SIX – part one

Each day on the parched moor, men continued to bend and straighten in regular rhythm. Spades reflected sunlight. Green sprigs advanced along the dreels. The bundles of Sitka and pine in red flagged trenches steadily diminished in number. The gangers black notebook recorded progress and hatched areas, accurately dated, spread over the Commission map.

Morning, when squads were fresh, was the optimum planting time when more than two thirds of a days output was achieved. Around noon, but in their own time, each would take his lunch break alone, unless an intimate happened to be planting nearby in which event both would dine together.

Circumstances found two such basking in the sun while exercising their jaws on thick cut corned beef sandwiches washed down by thermos flask soup. Stretched out on the ground, they made an intriguing contrast: one slim, of fair complexion and medium height; the other iron-pumpingly deep chested, swarthy, tall. Day and night, Noel and Alex were.

The two had resigned themselves to remaining with the squad until late summer.

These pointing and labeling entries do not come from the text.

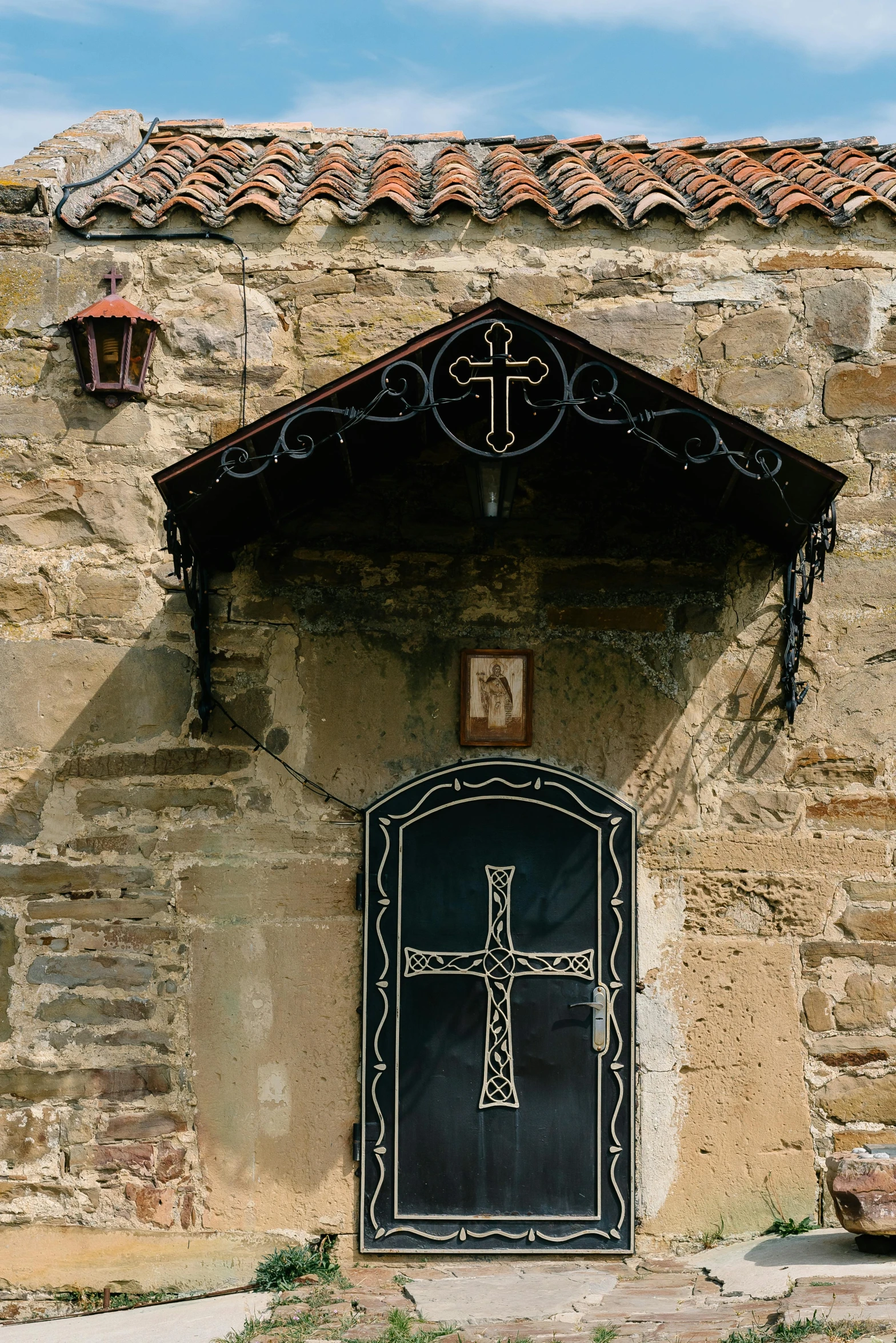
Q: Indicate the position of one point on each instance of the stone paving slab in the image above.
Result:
(179, 1322)
(519, 1295)
(769, 1267)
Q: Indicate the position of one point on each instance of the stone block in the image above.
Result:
(853, 1050)
(146, 1126)
(174, 761)
(155, 1206)
(25, 598)
(826, 443)
(832, 768)
(817, 1010)
(59, 693)
(213, 323)
(814, 259)
(18, 195)
(9, 949)
(867, 1002)
(851, 1138)
(868, 812)
(96, 908)
(106, 972)
(25, 231)
(41, 290)
(863, 1189)
(105, 593)
(870, 1099)
(750, 336)
(22, 367)
(116, 937)
(840, 315)
(347, 331)
(123, 515)
(30, 417)
(766, 906)
(94, 422)
(766, 809)
(22, 797)
(860, 391)
(868, 924)
(94, 1012)
(301, 292)
(829, 853)
(876, 954)
(49, 513)
(171, 1161)
(25, 1137)
(112, 1157)
(749, 1034)
(533, 292)
(315, 888)
(100, 802)
(879, 439)
(644, 618)
(135, 1083)
(872, 891)
(858, 478)
(38, 879)
(642, 328)
(782, 387)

Six weeks of the Torlundy saw course would ensure that come autumn they would be in the wood, paired with an old hand, often one of the gangers, in order to gain quick experience by felling deadfall that had hung up dangerously on adjacent trees. It was likely they would then be teamed with each other as a productive unit.

Each had arrived the previous year during the same week in September and had been assigned the newcomers bothy, as was customary. Billeted together, they had cursed lack of amenities, discomforts, backaches, and the parsimony of the Commission. But they stayed on through the winter, resolving to apply for the saw course and become fellers of trees, creators of lumber, forever abandoning the rat race in which Alex claimed to have featured as an accountant and Noel had been commissioned a gentleman by royal warrant of Her Majesty, licenced to kill by appointees of greater seniority.

A tour in Afghanistan had persuaded the latter to immediately cease his contributions to American foreign policy (as a British officer), while the former, an amateur athlete (rugby, cricket and shot putt) asserted he had become revolted by the hypocrisies of a commercial world focused upon tax evasion and profiteering, hypocrisies that were now underscored by sounds of Noels night terrors, imported from Afghanistan. These were audible in Alex bedroom across the landing.